Offshoring hits mid-value IT jobs

Offshoring to India and elsewhere has hit demand for mid-value IT positions in the UK, according to research from ReThink Recruitment, an IT staffing firm.

The number of new IT jobs in software development has shrunk six per cent from last year, down to 28.5 per cent from 34.3 per cent, while the number of new positions in IT support roles fell from 24 per cent to 21.9 per cent, ReThink said.

Higher-paying roles - including consultants and managers - now make up a larger proportion of IT positions in the UK. The proportion of managers increased from 19.6 per cent last year to 22.3 per cent this year, while the number of consultants jumped from 6.8 per cent to 8.1 per cent. The increasing demand for consultants is driven by public sector outsourcing and integration work, according to ReThink.

Jon Butterfield, the managing director of ReThink, said such statistics, along side anecdotal information from their customers, shows outsourcing is shrinking the UK market for mid-level IT work. Noting that the thousand placements they make a year were shifting to higher-level work, Butterfield asked his customer base. "We placed many more people in higher-end jobs this year. The lower end jobs seemed to be disappearing," he said. "We asked our customers, and majority said they were outsourced."

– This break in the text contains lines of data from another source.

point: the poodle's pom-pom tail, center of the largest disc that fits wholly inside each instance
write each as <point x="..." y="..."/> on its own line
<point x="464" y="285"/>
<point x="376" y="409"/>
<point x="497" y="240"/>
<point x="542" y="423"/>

The firm said this shows that a global division of labour is happening, with the UK taking on higher-level work, while developing countries focus on more technical areas.

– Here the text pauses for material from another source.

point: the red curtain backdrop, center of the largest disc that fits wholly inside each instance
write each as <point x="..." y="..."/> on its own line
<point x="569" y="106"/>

"The fear that IT helpdesk jobs simply represented the thin end of the wedge, and that higher value technical roles would be sent offshore next, is not new. But it is now having an impact on the IT jobs market," said Butterfield.

He said IT contractors and workers can keep themselves in demand by maintaining their skills. "Some UK financial services businesses are now shifting application development offshore to low cost locations. This is lessening new demand for some programming skills in the UK," he added. "As India moves up the IT value chain, so is the UK. Offshoring raises quality control issues, which strengthens demand for project managers in the UK to manage processes."

But wage inflation in India could stop jobs moving there within the next five years, ReThink said. Indian software engineers make just 6,500 annually, compared to the 32,000 their UK counterparts earn, but 15 per cent wage inflation could soon narrow the gap.